Chronique

Kjetil Mulelid

Agoja

Kjetil Mulelid (p, Wurlitzer, Rhodes, synth), Andreas Winther (dm), Bárður Reinert Poulsen (b), Signe Emmeluth (as), Trygve Seim (as), Martin Myhre Olsen (ts), Sasha Berliner (vib), Selma French (vln), Lyder Røed (tp), Mathias Eick (tp), Arve Henriksen (tp), Lars Horntveth (pedal steel guitar).

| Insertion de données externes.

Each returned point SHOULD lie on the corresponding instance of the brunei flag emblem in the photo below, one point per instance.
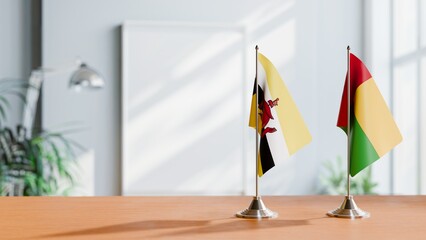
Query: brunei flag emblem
(281, 128)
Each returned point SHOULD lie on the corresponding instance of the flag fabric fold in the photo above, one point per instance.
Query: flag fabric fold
(281, 127)
(373, 129)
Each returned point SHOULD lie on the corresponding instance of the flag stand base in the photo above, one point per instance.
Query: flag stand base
(257, 209)
(348, 209)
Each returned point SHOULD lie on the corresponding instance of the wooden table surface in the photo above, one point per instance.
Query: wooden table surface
(300, 217)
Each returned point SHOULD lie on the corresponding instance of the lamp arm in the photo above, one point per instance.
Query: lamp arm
(33, 93)
(31, 100)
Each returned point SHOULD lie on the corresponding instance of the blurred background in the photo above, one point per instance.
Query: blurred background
(172, 116)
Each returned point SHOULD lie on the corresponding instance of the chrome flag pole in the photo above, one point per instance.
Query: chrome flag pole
(257, 208)
(348, 209)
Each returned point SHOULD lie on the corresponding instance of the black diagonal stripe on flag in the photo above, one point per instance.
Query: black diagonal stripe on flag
(265, 155)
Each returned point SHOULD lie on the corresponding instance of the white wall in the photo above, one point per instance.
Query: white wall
(15, 47)
(306, 40)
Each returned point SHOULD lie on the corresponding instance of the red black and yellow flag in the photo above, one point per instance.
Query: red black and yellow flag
(280, 124)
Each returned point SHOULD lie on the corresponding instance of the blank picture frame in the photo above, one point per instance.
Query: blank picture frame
(184, 108)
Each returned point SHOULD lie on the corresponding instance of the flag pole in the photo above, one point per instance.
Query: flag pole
(349, 122)
(257, 128)
(348, 208)
(257, 208)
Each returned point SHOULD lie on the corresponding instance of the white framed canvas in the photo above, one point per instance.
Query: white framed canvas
(184, 108)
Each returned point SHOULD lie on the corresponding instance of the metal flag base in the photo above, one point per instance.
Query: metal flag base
(257, 209)
(348, 209)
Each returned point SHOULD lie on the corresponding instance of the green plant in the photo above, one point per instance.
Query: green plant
(335, 180)
(37, 165)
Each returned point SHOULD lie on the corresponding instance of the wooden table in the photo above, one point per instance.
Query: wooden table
(392, 217)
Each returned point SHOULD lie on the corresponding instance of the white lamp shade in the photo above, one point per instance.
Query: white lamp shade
(86, 77)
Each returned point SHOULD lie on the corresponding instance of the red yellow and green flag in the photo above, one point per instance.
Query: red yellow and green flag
(373, 130)
(280, 124)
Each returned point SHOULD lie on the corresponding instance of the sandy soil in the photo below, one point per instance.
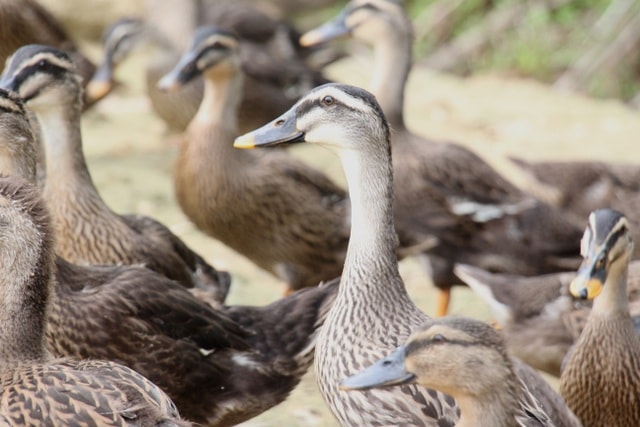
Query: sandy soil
(130, 156)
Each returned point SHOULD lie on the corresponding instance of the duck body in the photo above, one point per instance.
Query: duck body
(36, 389)
(88, 231)
(286, 217)
(584, 186)
(479, 374)
(373, 313)
(601, 377)
(221, 367)
(541, 320)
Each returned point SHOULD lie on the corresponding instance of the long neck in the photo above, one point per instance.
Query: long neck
(65, 165)
(392, 56)
(215, 124)
(24, 291)
(486, 411)
(372, 245)
(613, 300)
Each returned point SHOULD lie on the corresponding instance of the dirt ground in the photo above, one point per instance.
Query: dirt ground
(130, 156)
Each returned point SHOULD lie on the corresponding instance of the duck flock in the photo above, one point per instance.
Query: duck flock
(112, 319)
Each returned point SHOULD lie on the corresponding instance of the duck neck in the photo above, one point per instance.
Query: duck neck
(487, 411)
(372, 244)
(392, 62)
(65, 164)
(613, 300)
(216, 120)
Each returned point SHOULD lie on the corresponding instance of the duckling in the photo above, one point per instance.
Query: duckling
(373, 313)
(466, 359)
(285, 216)
(262, 99)
(444, 189)
(36, 389)
(601, 376)
(87, 230)
(152, 324)
(585, 186)
(27, 21)
(273, 61)
(540, 318)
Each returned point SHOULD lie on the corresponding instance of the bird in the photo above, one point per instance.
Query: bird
(220, 366)
(372, 314)
(443, 189)
(262, 100)
(539, 317)
(282, 214)
(27, 22)
(584, 186)
(468, 360)
(87, 230)
(35, 388)
(600, 380)
(277, 68)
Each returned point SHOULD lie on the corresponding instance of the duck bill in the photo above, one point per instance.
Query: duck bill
(330, 30)
(101, 83)
(386, 372)
(589, 280)
(278, 132)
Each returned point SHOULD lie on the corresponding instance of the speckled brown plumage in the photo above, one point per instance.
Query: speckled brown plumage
(27, 21)
(444, 189)
(34, 388)
(584, 186)
(538, 315)
(275, 67)
(87, 231)
(467, 359)
(221, 367)
(601, 376)
(373, 313)
(283, 215)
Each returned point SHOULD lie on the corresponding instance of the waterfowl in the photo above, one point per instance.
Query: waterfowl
(373, 313)
(466, 359)
(26, 22)
(285, 216)
(540, 318)
(87, 230)
(220, 367)
(274, 63)
(584, 186)
(444, 189)
(601, 377)
(36, 389)
(262, 100)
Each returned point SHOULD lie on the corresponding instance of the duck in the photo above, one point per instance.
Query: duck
(287, 217)
(468, 360)
(27, 22)
(443, 189)
(87, 230)
(584, 186)
(600, 380)
(262, 100)
(35, 388)
(154, 325)
(539, 317)
(276, 67)
(373, 313)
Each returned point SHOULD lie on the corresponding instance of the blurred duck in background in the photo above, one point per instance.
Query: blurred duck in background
(445, 190)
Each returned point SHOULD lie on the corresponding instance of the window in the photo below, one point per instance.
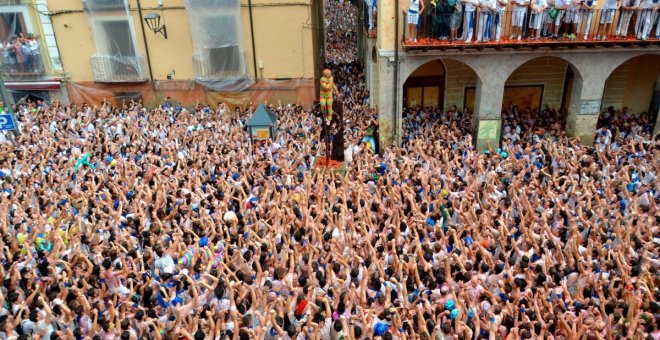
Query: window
(114, 37)
(219, 58)
(104, 5)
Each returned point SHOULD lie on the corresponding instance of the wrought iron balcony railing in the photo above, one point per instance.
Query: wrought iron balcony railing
(491, 28)
(21, 61)
(119, 69)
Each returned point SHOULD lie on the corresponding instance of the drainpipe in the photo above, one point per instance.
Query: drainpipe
(254, 51)
(144, 38)
(395, 88)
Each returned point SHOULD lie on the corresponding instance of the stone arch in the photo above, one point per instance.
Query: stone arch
(632, 84)
(413, 63)
(540, 81)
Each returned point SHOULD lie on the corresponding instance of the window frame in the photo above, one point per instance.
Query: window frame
(102, 49)
(24, 11)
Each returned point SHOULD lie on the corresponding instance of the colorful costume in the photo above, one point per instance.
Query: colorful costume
(84, 160)
(328, 89)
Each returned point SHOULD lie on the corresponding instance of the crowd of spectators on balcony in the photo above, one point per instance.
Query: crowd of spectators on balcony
(120, 221)
(21, 55)
(484, 21)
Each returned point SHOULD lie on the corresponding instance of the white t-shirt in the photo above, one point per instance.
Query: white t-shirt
(520, 5)
(610, 4)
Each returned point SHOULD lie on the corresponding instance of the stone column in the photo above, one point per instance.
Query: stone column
(488, 112)
(389, 117)
(585, 106)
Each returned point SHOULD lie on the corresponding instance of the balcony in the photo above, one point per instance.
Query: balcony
(21, 61)
(119, 69)
(366, 19)
(104, 5)
(433, 32)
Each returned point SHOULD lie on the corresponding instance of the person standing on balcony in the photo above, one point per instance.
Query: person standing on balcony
(562, 6)
(518, 18)
(647, 18)
(628, 9)
(573, 18)
(552, 19)
(33, 45)
(371, 7)
(588, 8)
(498, 16)
(20, 56)
(468, 19)
(444, 13)
(416, 7)
(537, 17)
(606, 18)
(486, 8)
(455, 20)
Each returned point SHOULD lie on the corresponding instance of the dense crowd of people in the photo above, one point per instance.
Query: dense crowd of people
(483, 21)
(124, 222)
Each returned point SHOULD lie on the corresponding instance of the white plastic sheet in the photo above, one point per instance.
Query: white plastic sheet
(219, 57)
(116, 58)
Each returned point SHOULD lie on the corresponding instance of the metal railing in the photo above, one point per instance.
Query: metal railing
(119, 69)
(444, 26)
(21, 60)
(227, 66)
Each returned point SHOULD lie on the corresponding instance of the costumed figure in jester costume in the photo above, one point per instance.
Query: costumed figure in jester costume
(328, 89)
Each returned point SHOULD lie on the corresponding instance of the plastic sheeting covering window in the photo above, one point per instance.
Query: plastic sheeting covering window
(219, 57)
(116, 59)
(20, 52)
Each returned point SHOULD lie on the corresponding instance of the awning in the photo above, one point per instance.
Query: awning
(33, 85)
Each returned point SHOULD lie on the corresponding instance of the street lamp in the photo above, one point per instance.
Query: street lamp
(153, 22)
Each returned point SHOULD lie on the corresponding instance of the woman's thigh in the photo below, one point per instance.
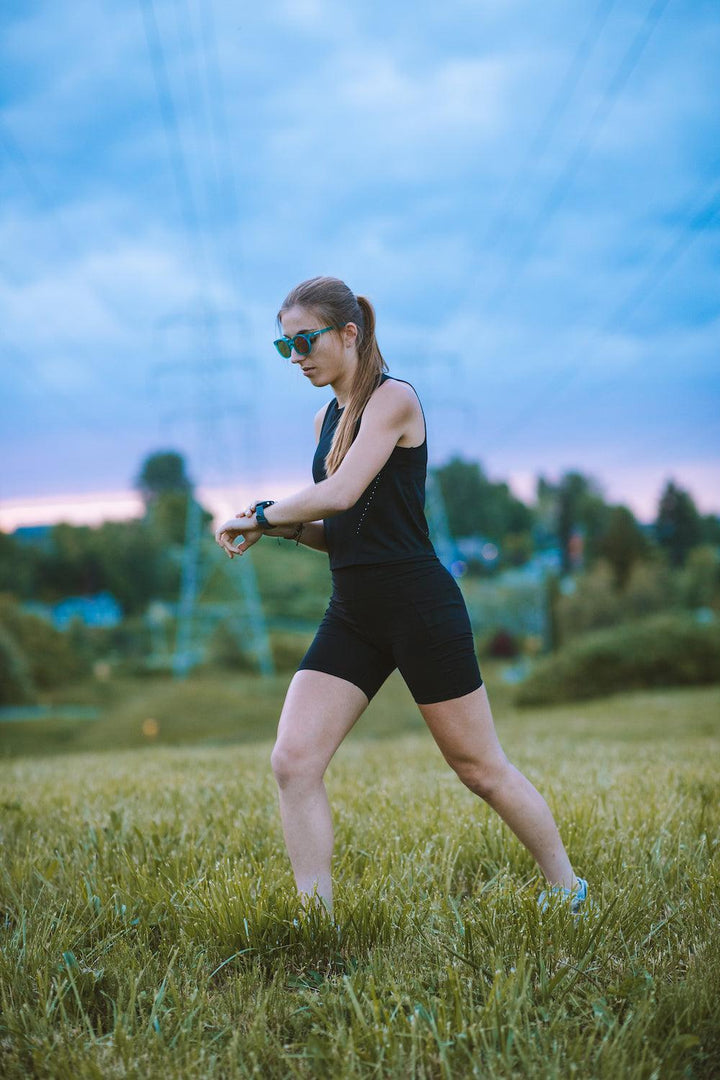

Label / Distribution : Odin Records

Il faut prendre le temps d’écouter toutes les subtilités qui ont inspiré Kjetil Mulelid dans sa dernière œuvre discographique, Agoja. Réalisé pour une formation élargie, cet album consacre le talent d’un compositeur jusqu’ici réputé pour son jeu pianistique. Le disque What You Thought Was Home, qu’il avait réalisé en 2019 avec Bjørn Marius Hegge et Andreas Skår Winther, a profondément marqué l’évolution du trio jazz, recueillant des éloges planétaires.

Père pour la première fois, Kjetil Mulelid a nommé son dernier album Agoja en référence au premier mot, forcément imprécis, qu’a prononcé son fils. Les musicien·ne·s qu’il a réuni·e·s installent des coloris transitoires durant l’évolution de la thématique. L’ostinato de la fréquence basse qui ouvre le disque avec « Alone » fait immanquablement penser au battement d’un cœur, Arve Henriksen intervient avec ardeur à la trompette sur cette mélodie. Les distensions ne manquent pas, « Heroes » fait se succéder le piano et la contrebasse épatante de Bárður Reinert Poulsen jusqu’à l’arrivée de Martin Myhre Olsen, très inspiré au saxophone soprano.

Les deux voix singulières incarnées par Signe Emmeluth au saxophone alto et Trygve Seim au saxophone ténor approfondissent les caractéristiques du concept d’Agoja, leur unisson sur « A Prayer For Peace » sublime la délicatesse. L’éloquence du vibraphone de Sasha Berliner fait scintiller « Waiting Song », composition à l’esthétique suave. « Kingdom, Slowly Disappearing » clôt ce voyage par des palpitations sobres qui succèdent à une longue nappe sonore hypnotique.

Agoja nous a transportés dans des contrées lointaines. Sans jamais précipiter la succession des séquences musicales, Kjetil Mulelid a brillamment agencé la ferveur et le recueillement.